Like he’d looked the first time, when Edge had finally found him at the Core, sitting on the edge of a pool of lava.

Edge had known he should never have left him in the lab alone.

He dropped down onto his knees and pulled him up. “Sans, what is the series sum of 125 to the power of two through 150 to the power of two?” he asked, doing his best not to tisk when he saw all the bleeding chips in his brother’s patella.

“...what?”

“Series sum of 125 to the power of two through 150 to the power of two. What is it, Sans?”

“125 t’ the power of two is 15625.”

“Yeah.” He started untwisting the wires from around each other, looping the red through the gap of Red’s calf and throwing the tangle towards the machine.

“150 to the power of two is 22500. 15625 plus 22500 is 38125.”

Edge had already forgotten what he’d even asked, but apparently Red didn’t. He checked his brother’s skull and was relieved to see no fracture from the fall. Red was shaking in his hold.

“22500 min's 15625 is 6875, divided by two’s 3437.5.”

“Yeah?”

His hand glowed green as he healed the patella. The marrow he wiped off with the edge of his scarf; there was a shallow chip leftover when he was done. But at least it wasn’t bleeding anymore.

“3437.5 times 38125 is 131054687. An’ a half.”

And now it was time to play the repeating game.

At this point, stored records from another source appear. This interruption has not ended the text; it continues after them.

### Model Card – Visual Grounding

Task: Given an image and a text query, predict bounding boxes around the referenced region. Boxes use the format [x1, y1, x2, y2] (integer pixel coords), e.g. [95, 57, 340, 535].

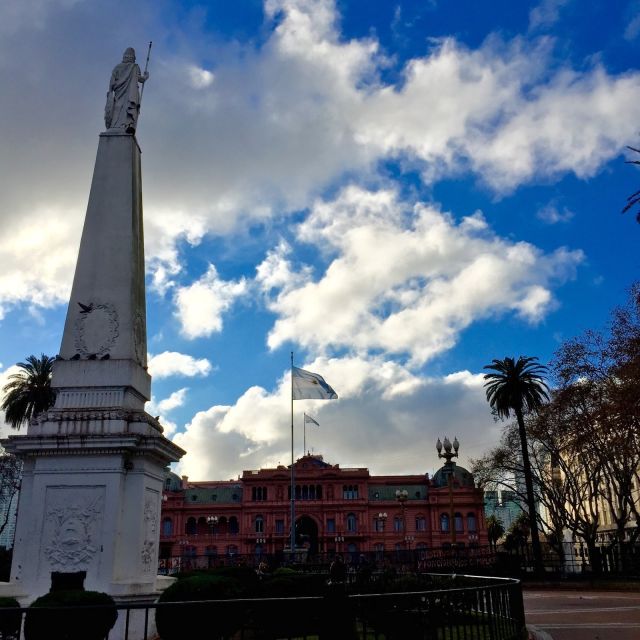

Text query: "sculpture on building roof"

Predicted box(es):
[104, 45, 151, 133]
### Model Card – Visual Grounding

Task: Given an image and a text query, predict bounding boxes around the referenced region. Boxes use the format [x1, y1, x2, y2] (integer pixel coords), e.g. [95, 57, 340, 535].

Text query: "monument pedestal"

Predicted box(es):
[1, 132, 184, 604]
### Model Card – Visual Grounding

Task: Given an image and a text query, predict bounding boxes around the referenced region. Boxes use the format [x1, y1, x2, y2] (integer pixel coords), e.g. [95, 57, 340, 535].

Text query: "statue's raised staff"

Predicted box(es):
[104, 44, 151, 133]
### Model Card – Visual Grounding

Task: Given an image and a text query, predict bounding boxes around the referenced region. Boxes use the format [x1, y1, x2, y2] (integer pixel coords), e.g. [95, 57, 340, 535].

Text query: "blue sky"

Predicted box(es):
[0, 0, 640, 480]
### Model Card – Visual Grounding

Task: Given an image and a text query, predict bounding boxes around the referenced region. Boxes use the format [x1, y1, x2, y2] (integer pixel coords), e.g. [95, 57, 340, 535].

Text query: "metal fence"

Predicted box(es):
[0, 576, 525, 640]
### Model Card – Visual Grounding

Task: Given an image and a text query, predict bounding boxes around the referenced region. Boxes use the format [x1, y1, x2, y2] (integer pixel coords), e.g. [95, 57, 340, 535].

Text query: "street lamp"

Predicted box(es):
[436, 436, 460, 547]
[396, 489, 409, 544]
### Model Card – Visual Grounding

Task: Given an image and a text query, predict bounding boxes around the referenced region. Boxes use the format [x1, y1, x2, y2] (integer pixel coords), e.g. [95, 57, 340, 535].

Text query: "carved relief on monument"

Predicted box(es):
[140, 489, 160, 573]
[42, 486, 105, 571]
[75, 302, 120, 357]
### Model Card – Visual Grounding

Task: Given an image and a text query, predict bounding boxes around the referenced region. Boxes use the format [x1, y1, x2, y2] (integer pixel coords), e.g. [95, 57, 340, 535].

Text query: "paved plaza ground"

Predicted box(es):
[524, 585, 640, 640]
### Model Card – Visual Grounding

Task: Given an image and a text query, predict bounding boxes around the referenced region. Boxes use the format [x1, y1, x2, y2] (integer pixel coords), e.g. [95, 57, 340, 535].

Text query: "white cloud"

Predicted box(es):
[174, 265, 247, 339]
[157, 387, 189, 413]
[187, 65, 215, 89]
[148, 351, 212, 380]
[529, 0, 570, 29]
[536, 202, 575, 224]
[0, 363, 20, 438]
[0, 209, 80, 319]
[173, 357, 501, 480]
[268, 186, 583, 365]
[0, 0, 640, 302]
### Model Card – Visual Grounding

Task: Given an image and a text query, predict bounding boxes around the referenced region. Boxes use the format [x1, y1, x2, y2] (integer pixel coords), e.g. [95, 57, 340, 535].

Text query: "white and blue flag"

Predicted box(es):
[291, 367, 338, 400]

He’d get to that ‘clear,’ sooner or later. “Good job. Blue made tacos for dinner, come on.” He pulled Red up to his feet, but it was obvious if he let go, he’d just crumple down again. So he didn’t let go.

“He did?”

“He came in to tell you earlier.”

“He... did?”

“Yes. I don’t know how you fooled him into thinking you were just ‘sad’ while dissociating.”

“I did? I d’ssociated?”

“You still are.”

“...I am?”

**Notes for the Chapter:**

> and now i will proceed to shamelessly plug mine and my wifes AU comic, Heart of Gold. [please check it out!](https://heart-of-gold-au.tumblr.com/)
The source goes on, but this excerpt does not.